09 June 2008
The Cl. 49 requires a listed company to have at least 50% of its directors as "independent" directors, if the chairman of the company is an Executive Chairman or he is related to Promoters family.
My query is - what if a company does not have a Chairman.
A company has option (but no compulsion) to appoint a Chairman of the Board. If a co. appoints such a Chairman, then at each meeting of the Board, he takes the Chair without any need for electing a chairman for every meeting.

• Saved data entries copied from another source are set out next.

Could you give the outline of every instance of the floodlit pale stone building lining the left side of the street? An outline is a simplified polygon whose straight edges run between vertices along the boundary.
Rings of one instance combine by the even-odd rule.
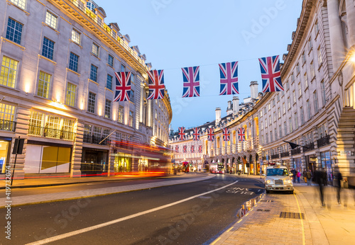
[[[170,98],[147,100],[151,64],[94,1],[0,3],[0,171],[16,178],[111,175],[168,163]],[[131,72],[115,102],[114,72]],[[13,153],[15,139],[23,151]]]

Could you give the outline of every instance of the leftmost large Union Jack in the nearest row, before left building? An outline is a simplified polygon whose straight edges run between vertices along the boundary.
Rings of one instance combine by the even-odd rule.
[[[131,95],[131,72],[115,72],[116,94],[114,101],[129,101]]]

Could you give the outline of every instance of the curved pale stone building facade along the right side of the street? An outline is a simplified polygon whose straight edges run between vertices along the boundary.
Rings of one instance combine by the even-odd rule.
[[[216,141],[202,133],[202,162],[253,174],[283,162],[298,171],[324,169],[329,181],[336,171],[355,177],[355,2],[304,0],[292,39],[281,66],[285,91],[263,94],[246,110],[227,110],[221,121],[217,112],[210,125]],[[222,141],[224,127],[230,142]],[[243,144],[235,135],[240,127]]]

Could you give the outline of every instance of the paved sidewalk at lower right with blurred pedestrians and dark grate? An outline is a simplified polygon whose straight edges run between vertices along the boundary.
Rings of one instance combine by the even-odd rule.
[[[256,178],[260,176],[243,176]],[[244,217],[212,244],[354,244],[354,193],[342,189],[338,205],[332,186],[324,188],[325,207],[317,186],[295,183],[295,194],[263,194]]]

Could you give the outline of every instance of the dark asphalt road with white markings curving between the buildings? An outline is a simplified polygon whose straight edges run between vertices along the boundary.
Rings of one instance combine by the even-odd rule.
[[[12,207],[11,242],[3,239],[4,232],[0,241],[47,243],[44,239],[59,236],[50,244],[209,244],[236,222],[241,204],[261,193],[263,184],[256,180],[217,175],[175,186]],[[6,225],[5,216],[6,209],[1,209],[1,224]]]

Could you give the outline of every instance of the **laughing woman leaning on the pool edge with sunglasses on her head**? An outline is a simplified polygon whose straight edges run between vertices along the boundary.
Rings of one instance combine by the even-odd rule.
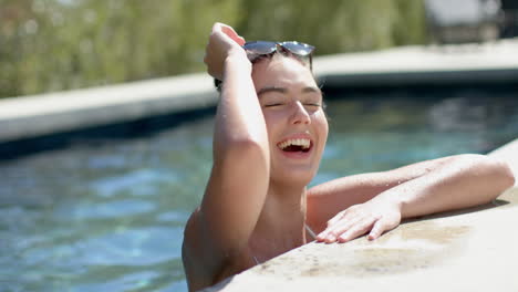
[[[308,190],[328,138],[312,49],[245,43],[232,28],[214,25],[205,63],[222,88],[213,170],[185,228],[189,290],[312,240],[374,240],[402,219],[486,204],[514,185],[505,163],[459,155]]]

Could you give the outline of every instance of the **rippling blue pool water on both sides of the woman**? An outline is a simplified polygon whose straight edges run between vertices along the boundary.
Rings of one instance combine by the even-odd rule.
[[[518,136],[516,91],[340,93],[312,184]],[[213,118],[147,135],[83,138],[0,161],[0,288],[186,291],[183,228],[210,170]]]

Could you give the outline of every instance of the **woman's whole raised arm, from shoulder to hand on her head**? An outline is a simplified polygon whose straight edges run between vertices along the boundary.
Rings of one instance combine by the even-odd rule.
[[[240,252],[267,194],[268,136],[242,43],[230,27],[216,23],[207,45],[208,72],[222,80],[224,86],[216,114],[213,170],[201,205],[185,230],[186,270],[197,263],[215,273]]]

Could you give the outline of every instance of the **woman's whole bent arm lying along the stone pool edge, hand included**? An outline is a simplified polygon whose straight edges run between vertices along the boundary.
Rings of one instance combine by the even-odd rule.
[[[452,156],[365,176],[356,182],[342,178],[310,190],[308,218],[323,230],[319,241],[345,242],[367,232],[375,239],[404,218],[489,202],[515,179],[505,163],[483,155]],[[356,192],[360,199],[354,199]],[[342,202],[334,217],[330,216],[331,208],[336,210],[333,201],[334,206]],[[310,217],[310,208],[320,212]]]

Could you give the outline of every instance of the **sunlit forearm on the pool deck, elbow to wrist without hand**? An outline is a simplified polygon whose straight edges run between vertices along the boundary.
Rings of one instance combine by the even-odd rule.
[[[508,166],[481,155],[463,155],[434,171],[396,186],[403,218],[487,204],[514,185]]]

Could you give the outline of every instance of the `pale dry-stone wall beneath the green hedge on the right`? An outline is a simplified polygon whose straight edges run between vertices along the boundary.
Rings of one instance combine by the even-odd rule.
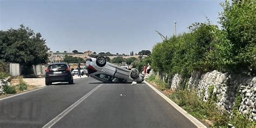
[[[170,83],[172,90],[177,89],[182,80],[178,74],[171,78],[165,73],[160,73],[159,76],[165,82]],[[214,100],[217,105],[229,112],[232,112],[236,98],[241,97],[240,101],[237,100],[240,102],[239,111],[248,115],[251,120],[256,120],[256,77],[214,70],[207,73],[194,72],[186,84],[189,89],[196,89],[198,96],[204,101],[209,97],[210,87],[213,87]]]

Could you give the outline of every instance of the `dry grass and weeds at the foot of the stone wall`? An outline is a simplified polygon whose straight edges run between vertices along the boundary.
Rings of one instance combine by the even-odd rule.
[[[169,90],[169,85],[165,83],[159,76],[151,75],[148,79],[158,89],[165,91],[167,97],[173,100],[177,105],[192,116],[199,118],[212,127],[227,127],[232,124],[235,127],[255,127],[256,123],[251,122],[247,116],[241,114],[238,109],[241,103],[241,97],[238,95],[233,107],[233,113],[221,109],[215,104],[215,97],[213,94],[213,87],[210,86],[208,95],[210,96],[206,102],[197,95],[196,90],[178,89]],[[240,97],[240,98],[239,98]]]

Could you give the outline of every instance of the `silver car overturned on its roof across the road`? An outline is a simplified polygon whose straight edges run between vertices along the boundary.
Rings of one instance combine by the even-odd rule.
[[[88,75],[104,83],[142,83],[144,75],[137,69],[125,69],[106,62],[104,56],[86,59]]]

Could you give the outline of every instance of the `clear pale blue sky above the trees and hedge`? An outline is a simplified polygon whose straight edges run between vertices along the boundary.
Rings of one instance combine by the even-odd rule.
[[[28,26],[51,51],[138,53],[194,22],[218,25],[221,0],[0,0],[0,30]]]

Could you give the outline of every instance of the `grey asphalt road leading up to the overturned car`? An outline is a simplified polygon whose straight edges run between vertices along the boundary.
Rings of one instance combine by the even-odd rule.
[[[90,77],[0,100],[0,127],[196,127],[146,84]]]

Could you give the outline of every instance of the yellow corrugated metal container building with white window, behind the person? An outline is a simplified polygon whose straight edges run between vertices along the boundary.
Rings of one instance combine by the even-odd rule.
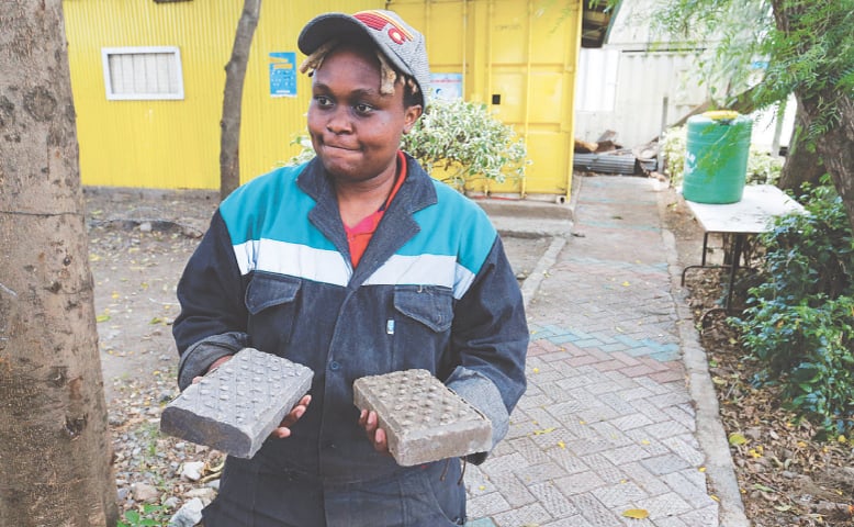
[[[83,184],[217,189],[224,67],[243,1],[63,8]],[[265,1],[244,85],[244,181],[297,152],[290,143],[305,131],[310,101],[308,79],[294,69],[302,26],[322,12],[364,9],[394,10],[423,31],[436,86],[490,104],[526,138],[526,181],[481,190],[569,197],[581,24],[573,0]]]

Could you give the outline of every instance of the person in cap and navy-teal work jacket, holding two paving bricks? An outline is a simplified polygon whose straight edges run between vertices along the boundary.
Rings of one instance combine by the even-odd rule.
[[[490,418],[494,445],[525,391],[521,294],[481,209],[398,149],[427,103],[424,37],[389,11],[329,13],[299,46],[317,157],[221,204],[173,333],[181,389],[248,346],[314,380],[252,459],[227,459],[205,526],[463,525],[460,461],[397,466],[352,382],[429,370]]]

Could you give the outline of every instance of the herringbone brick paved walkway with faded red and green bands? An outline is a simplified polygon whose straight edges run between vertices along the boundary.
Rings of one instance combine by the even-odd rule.
[[[467,469],[471,527],[719,525],[666,253],[652,180],[583,179],[573,235],[528,305],[528,391]]]

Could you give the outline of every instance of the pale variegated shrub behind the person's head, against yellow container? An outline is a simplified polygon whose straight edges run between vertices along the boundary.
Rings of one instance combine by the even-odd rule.
[[[307,136],[295,137],[291,145],[299,145],[301,150],[284,165],[314,157]],[[463,100],[430,102],[413,130],[404,135],[401,148],[417,159],[427,173],[458,189],[482,179],[521,179],[530,164],[525,142],[512,126],[490,114],[485,104]]]

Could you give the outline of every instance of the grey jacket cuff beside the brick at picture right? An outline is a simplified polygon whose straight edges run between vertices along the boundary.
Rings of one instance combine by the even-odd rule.
[[[457,392],[457,395],[474,406],[492,423],[492,448],[504,439],[510,426],[510,416],[504,406],[498,388],[485,375],[462,366],[458,366],[445,384]],[[492,448],[490,450],[492,450]],[[477,452],[465,459],[474,464],[481,464],[490,452]]]

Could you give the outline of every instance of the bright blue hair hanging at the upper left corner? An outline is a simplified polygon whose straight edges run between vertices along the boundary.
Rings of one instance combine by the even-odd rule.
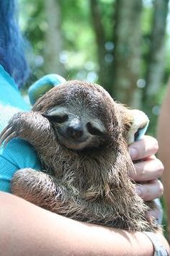
[[[0,0],[0,64],[20,88],[29,76],[15,0]]]

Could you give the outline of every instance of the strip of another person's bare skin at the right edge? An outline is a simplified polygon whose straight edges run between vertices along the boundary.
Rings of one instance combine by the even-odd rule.
[[[162,182],[164,184],[164,197],[166,199],[166,209],[168,217],[168,231],[169,231],[169,242],[170,242],[170,81],[166,92],[166,97],[161,106],[161,114],[158,119],[158,143],[159,150],[158,156],[164,163],[164,174],[162,176]]]

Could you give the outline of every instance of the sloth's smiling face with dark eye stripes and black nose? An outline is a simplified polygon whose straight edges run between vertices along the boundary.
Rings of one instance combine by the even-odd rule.
[[[44,114],[61,145],[71,150],[99,148],[107,138],[103,122],[89,108],[55,106]]]

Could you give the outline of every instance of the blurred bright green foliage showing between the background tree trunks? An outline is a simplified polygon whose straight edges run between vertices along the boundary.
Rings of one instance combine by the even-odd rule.
[[[57,1],[57,0],[55,0]],[[58,61],[64,65],[66,79],[89,80],[99,82],[99,62],[97,56],[97,41],[91,21],[91,7],[89,1],[81,0],[58,0],[61,12],[61,36],[63,46]],[[114,48],[114,27],[115,27],[115,1],[98,0],[101,12],[102,25],[107,46]],[[31,77],[28,85],[42,75],[46,74],[45,66],[45,34],[48,30],[47,16],[45,14],[45,2],[42,0],[19,0],[19,24],[30,43],[27,51],[27,59],[30,61]],[[145,83],[145,74],[148,70],[149,51],[151,45],[151,30],[153,16],[153,1],[143,0],[143,11],[141,16],[141,64],[140,77]],[[149,132],[155,135],[156,117],[158,116],[166,82],[170,72],[170,38],[169,38],[169,15],[167,18],[164,77],[161,86],[156,93],[152,114],[150,113],[151,126]],[[109,45],[110,43],[110,45]],[[107,47],[105,46],[105,47]],[[57,42],[56,42],[57,47]],[[111,49],[112,50],[112,49]],[[108,51],[109,53],[109,51]],[[112,55],[108,55],[111,58]],[[110,62],[114,61],[112,58]],[[145,85],[140,86],[141,93]],[[143,108],[143,107],[142,107]],[[147,109],[144,108],[147,112]]]

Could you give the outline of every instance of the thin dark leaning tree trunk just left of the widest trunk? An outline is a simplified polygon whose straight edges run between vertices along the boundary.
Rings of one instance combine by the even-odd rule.
[[[91,20],[94,26],[94,33],[97,41],[97,56],[99,61],[99,84],[102,85],[109,93],[112,90],[112,51],[107,55],[105,43],[107,42],[102,25],[102,16],[97,0],[90,0]],[[108,59],[107,59],[108,57]]]

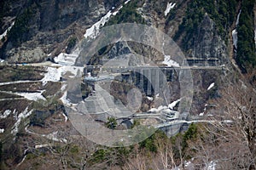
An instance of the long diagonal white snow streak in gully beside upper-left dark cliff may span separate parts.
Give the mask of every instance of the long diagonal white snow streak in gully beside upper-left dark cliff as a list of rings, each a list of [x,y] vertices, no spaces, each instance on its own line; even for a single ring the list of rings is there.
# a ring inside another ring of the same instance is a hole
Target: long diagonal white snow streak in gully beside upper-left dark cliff
[[[105,14],[101,20],[97,21],[93,26],[91,26],[89,29],[86,30],[84,37],[90,37],[90,38],[96,38],[96,36],[99,33],[99,30],[102,26],[108,22],[109,17],[111,16],[111,11],[108,11],[108,14]]]

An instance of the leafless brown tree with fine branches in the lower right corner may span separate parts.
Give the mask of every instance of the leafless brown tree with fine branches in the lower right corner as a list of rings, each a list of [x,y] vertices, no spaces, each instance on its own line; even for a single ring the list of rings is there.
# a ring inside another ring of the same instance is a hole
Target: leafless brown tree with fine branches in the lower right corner
[[[200,165],[215,161],[221,169],[256,168],[256,93],[245,82],[220,89],[212,122],[201,128],[201,137],[189,147]]]

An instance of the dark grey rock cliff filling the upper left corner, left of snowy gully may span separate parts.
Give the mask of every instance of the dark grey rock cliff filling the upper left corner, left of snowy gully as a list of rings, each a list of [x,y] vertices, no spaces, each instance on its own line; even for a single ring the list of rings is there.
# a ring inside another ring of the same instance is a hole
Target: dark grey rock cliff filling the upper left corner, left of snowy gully
[[[6,14],[3,18],[10,16],[16,18],[8,40],[2,47],[0,46],[0,57],[9,59],[9,62],[37,62],[44,60],[49,54],[54,56],[63,50],[66,52],[64,48],[68,45],[68,39],[83,37],[88,26],[120,3],[123,2],[20,1],[22,6],[15,5],[15,2],[10,2],[9,5],[6,3],[5,6],[14,8],[15,11]],[[0,24],[2,30],[9,26],[9,23]]]

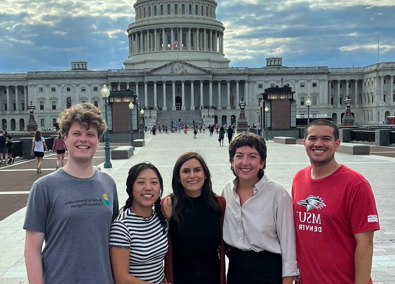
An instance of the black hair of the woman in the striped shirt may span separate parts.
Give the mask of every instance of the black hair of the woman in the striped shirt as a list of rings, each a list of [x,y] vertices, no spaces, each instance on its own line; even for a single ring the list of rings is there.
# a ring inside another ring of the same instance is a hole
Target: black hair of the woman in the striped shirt
[[[125,206],[121,208],[121,211],[125,212],[129,208],[132,208],[132,205],[133,205],[133,194],[132,194],[133,193],[133,184],[136,181],[139,174],[145,169],[152,169],[156,173],[156,175],[158,176],[158,179],[159,179],[160,193],[159,193],[158,200],[156,200],[154,203],[154,209],[155,209],[156,215],[158,215],[158,217],[159,217],[160,224],[162,224],[162,226],[163,226],[164,233],[166,234],[166,226],[167,226],[166,217],[160,210],[160,197],[162,196],[162,193],[163,193],[163,179],[159,173],[159,170],[154,165],[152,165],[150,162],[139,163],[129,169],[128,179],[126,179],[126,192],[128,193],[129,197],[126,200]]]

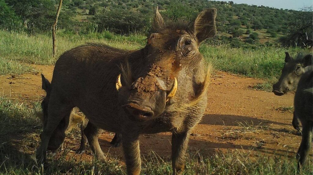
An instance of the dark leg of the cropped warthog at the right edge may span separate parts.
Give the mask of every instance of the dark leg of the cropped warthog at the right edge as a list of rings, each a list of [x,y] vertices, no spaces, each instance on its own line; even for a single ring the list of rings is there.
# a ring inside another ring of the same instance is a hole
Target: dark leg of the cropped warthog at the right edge
[[[302,140],[296,155],[296,158],[299,160],[298,169],[305,163],[306,158],[309,155],[311,149],[312,142],[312,130],[313,130],[313,122],[306,121],[302,123]]]

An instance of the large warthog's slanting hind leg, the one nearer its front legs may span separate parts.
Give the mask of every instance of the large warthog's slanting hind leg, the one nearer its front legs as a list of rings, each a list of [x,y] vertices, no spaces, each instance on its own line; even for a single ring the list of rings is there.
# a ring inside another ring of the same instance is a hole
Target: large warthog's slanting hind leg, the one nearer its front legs
[[[84,130],[84,133],[87,137],[88,143],[92,152],[95,154],[95,157],[98,158],[101,162],[107,163],[106,158],[103,155],[102,149],[99,145],[98,141],[98,128],[94,124],[90,123],[87,124],[87,127]]]

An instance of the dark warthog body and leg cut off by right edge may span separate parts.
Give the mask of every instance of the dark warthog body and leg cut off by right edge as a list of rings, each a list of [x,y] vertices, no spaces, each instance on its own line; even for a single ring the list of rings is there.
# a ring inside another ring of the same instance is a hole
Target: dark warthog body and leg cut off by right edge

But if there is no such appointed chairman, then at each Board meeting the directors present will have to elect a chairman for that respective meeting.
Thus, the query is - if there is no such appointed Chairman, then can the company be exempt from the restrictive requirement of 50% "independent" directors? (In which case, it would be sufficient for the company if it has just 1/3rd of the directors as "independent"
10 June 2008
since, Cl. 49,restricts company to have 1/2 of independent directors = if chairman is executive or 1/3rd of such directors = if chairman is non-executive, 2ndly, in every board meeting other directors to have chairman who will initiate the proceeding of the meetings & subsequently sign the minutes. so, i think compliance to have chairman is mandatory either pre-decided or elected.
10 June 2008
assming that the co. does not have an appointed chairman of the Board, but chooses to elect one at each meeting separately .. in such a case, theoritically, in some of the meetings there could be an Executive Chairman, and in the others a Non-Executive Chairman ...... in such a scenario, how does the compliance get affected?